Use the `--json-gene-mapping` parameter to specify how JSON fields map to annotations:

```json
{
  "identifier": "gene_symbol",
  "dataFields": ["panel", "inheritance", "actionability"]
}
```

- `identifier`: The JSON field containing the gene symbol
- `dataFields`: Array of fields to include in the Custom_Annotation column

#### Usage Example

```bash
variantcentrifuge \
  --gene-file cancer_genes.txt \
  --vcf-file patient.vcf.gz \
  --annotate-json-genes gene_metadata.json \
  --json-gene-mapping '{"identifier":"gene_symbol","dataFields":["panel","inheritance","actionability"]}' \
  --output-file annotated_variants.tsv
```

This will add annotations like `panel=HereditaryCancer;inheritance=AD;actionability=Tier1` to the Custom_Annotation column for variants in matching genes.

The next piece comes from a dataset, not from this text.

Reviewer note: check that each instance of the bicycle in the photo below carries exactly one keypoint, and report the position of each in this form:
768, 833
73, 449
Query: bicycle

#### Adding JSON Annotations as Separate Columns

For a more structured output suitable for direct analysis, you can add each JSON data field as its own column instead of bundling them into the `Custom_Annotation` field. This is enabled with the `--json-genes-as-columns` flag.

**Usage Example:**

```bash
variantcentrifuge \
  --gene-name GENE \
  --vcf-file input.vcf.gz \
  --annotate-json-genes gene_data.json \
  --json-gene-mapping '{"identifier":"symbol","dataFields":["ngs","actionability"]}' \
  --json-genes-as-columns \
  --output-file variants_with_columns.tsv
```

This command will produce a TSV with two new columns, `ngs` and `actionability`, populated with the corresponding values from `gene_data.json`.

### BED File Annotations

Annotate variants with genomic regions using BED files:

```bash
variantcentrifuge \
  --gene-name GENE \
  --vcf-file input.vcf.gz \
  --annotate-bed hotspots.bed \
  --annotate-bed regulatory_regions.bed \
  --output-file output.tsv
```

### Gene List Annotations

Check if variants affect genes in custom lists:

```bash
variantcentrifuge \
  --gene-file all_genes.txt \
  --vcf-file input.vcf.gz \
  --annotate-gene-list actionable_genes.txt \
  --annotate-gene-list drug_targets.txt \
  --output-file output.tsv
```

### Combined Annotation Strategy

For comprehensive analysis, combine multiple annotation sources:

```bash
variantcentrifuge \
  --gene-file disease_genes.txt \
  --vcf-file patient.vcf.gz \
  --annotate-bed known_hotspots.bed \
  --annotate-gene-list clinically_actionable.txt \
  --annotate-json-genes gene_database.json \
  --json-gene-mapping '{"identifier":"symbol","dataFields":["panel","evidence","notes"]}' \
  --preset rare,coding \
  --html-report \
  --output-file comprehensive_analysis.tsv
```

### Integration with Scoring

Custom annotations can be used in variant scoring formulas. For example, if you annotate with `actionability` levels, you can create scoring formulas that prioritize Tier1 actionable variants.

## Best Practices Summary

1. **Plan your annotation strategy** based on your analysis goals
2. **Use the latest database versions** when possible
3. **Validate annotation completeness** before analysis
4. **Document your annotation workflow** for reproducibility
5. **Test on small datasets** before processing large cohorts
6. **Keep database versions consistent** across related analyses
7. **Consider population-specific databases** for diverse cohorts
8. **Backup original VCF files** before annotation
9. **Monitor resource usage** for large-scale annotations
10. **Validate critical variants manually** when needed
11. **Use custom annotations** to integrate project-specific gene metadata
12. **Combine annotation sources** for comprehensive variant characterization

By following these annotation strategies, you'll ensure that VariantCentrifuge has access to high-quality, comprehensive variant annotations for effective filtering and analysis.